Share This Article
We may earn money or products from the companies mentioned in this post.
I did it. I splurged and got Marvel Crisis Protocol even though it has nothing to do with any of my other gaming. I’ve got all the miniatures sitting here on my desk beside me and I’m intimidated by them because supersuits kinda have to be the perfect vibrant colors, right? It’s not a soldier you can base, wash, drybrush and call it good. So I haven’t painted them. But I have put them together.
But Marvel Crisis Protocol is getting some bad press for having models that are particularly hard to put together. I read Amazon reviews like this one:
Each miniature has pieces so small that it is almost impossible to hold let alone try to glue on to another piece. I had high hopes for this game but they were quickly dashed because of a poorly made product.
Or this one:
I’ve been playing table top games for over 20 years and this was by far the most frustrating experience I have ever had assembling minis in a starter box…. First the parts are poorly designed, often splitting an arm at each of the joints. That means you have to glue a 1/3″ bicep to a 1/4″ forearm to an 1/8″ hand. This makes it really easy to over glue, leave prints or misalign parts. These arms could have easily been molded as a single part, and it baffles me when companies choose to do this.
Well, I took this as something of a challenge. I’m good at assembling models–I do it every single day. And aside from some Infinity metal miniatures, I have never had to give up on a figure because I was simply unable to get it right. So what’s the verdict?
Is Marvel Crisis Protocol Hard to Put Together?
The short answer is yes. It is stupidly hard, by which I mean that the manufacturers have produced the molds in such an inexplicably stupid way that putting the miniatures together is maddening.
Let’s look at an example: here are the instructions for the arms of Captain Marvel. Captain Marvel has a slight build and her arms are thin, and for some unknown reason, the mold makers split her arms into biceps and forearms.

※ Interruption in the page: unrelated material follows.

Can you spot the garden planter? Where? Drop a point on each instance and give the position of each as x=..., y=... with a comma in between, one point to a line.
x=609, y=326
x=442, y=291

Look, I’ve put together a lot of model kits, and I know, more or less, the limits of what can be done in the molding process. I know that you have to keep things relatively two dimensional with every piece. That does not apply here. These arms have no reason being in two pieces.
(Also, on the sprues the parts are all numbered, but as you can see, there are no numbers on the directions. That means that you have to spend a bit of time–not too much, but certainly more than you should–trying to figure out which bicep belongs to the right arm and which to the left. It is not intuitive, and I can see why this upset people.
However, I completed Captain Marvel, after a little fiddling with tiny pieces, and was pretty secure in thinking that this was going to be an achievable build.
But let’s look at another example of a place where the instructions and mold making are incredibly poorly thought out. We’ll look at Baron Zemo’s sword.
The hand and the sword are one pieces. The forearm is one piece. And then, for some insane reason, the elbow patch is a separate piece. Three pieces to make a forearm holding a straight sword.
But I got Baron Zemo together. The elbow patch was fiddly but manageable. I was confident and I moved on. But then I got to Crossbones. Take a look at Crossbones’ face.
Do you see that empty hole? That’s the hole where a skull mask should go. A tiny, two millimeter wide skull mask that fits into the front of his head. And while I was assembling it, carefully, with tweezers and Tamilya Extra Thin Cement, the skull mask skittered away and onto the floor.
I searched. For half an hour I searched my carpet, looking for that tiny little mask. Now, the game manufacturers must have expected you to lose parts because they would occasionally include a spare part on each sprue. With Red Skull it was the hand holding the Tesseract. With Spider-man it was his head. But with Crossbones? Was it something important like HIS FACE? No, it was the small pouch he has attached to his waist, a pouch which no one would ever miss if you lost it. But the really maddening thing is that it didn’t need to be this way. Look at the instructions for putting the face mask on Crossbones:
Now, I am not a mold maker, but I’ve been putting these models together for 31 years of my life. And I can think of no reason why this head and this mask had to be two separate pieces. They could have easily been molded together. And now, like one of the angry one-star reviews on Amazon said: there’s nothing I can do to fix him because they don’t sell the Starter Set minis independently. So I’m going to have to try to sculpt a skull mask out of green stuff.
The thing is, these miniatures look really good. I want to like this game. And I 90% like this game, because 9 out of 10 of my miniatures are assembled correctly.
Anyway, I’m feeling a little bitter. In the meantime, I’m going to get started painting one of these guys. I think Doctor Octopus.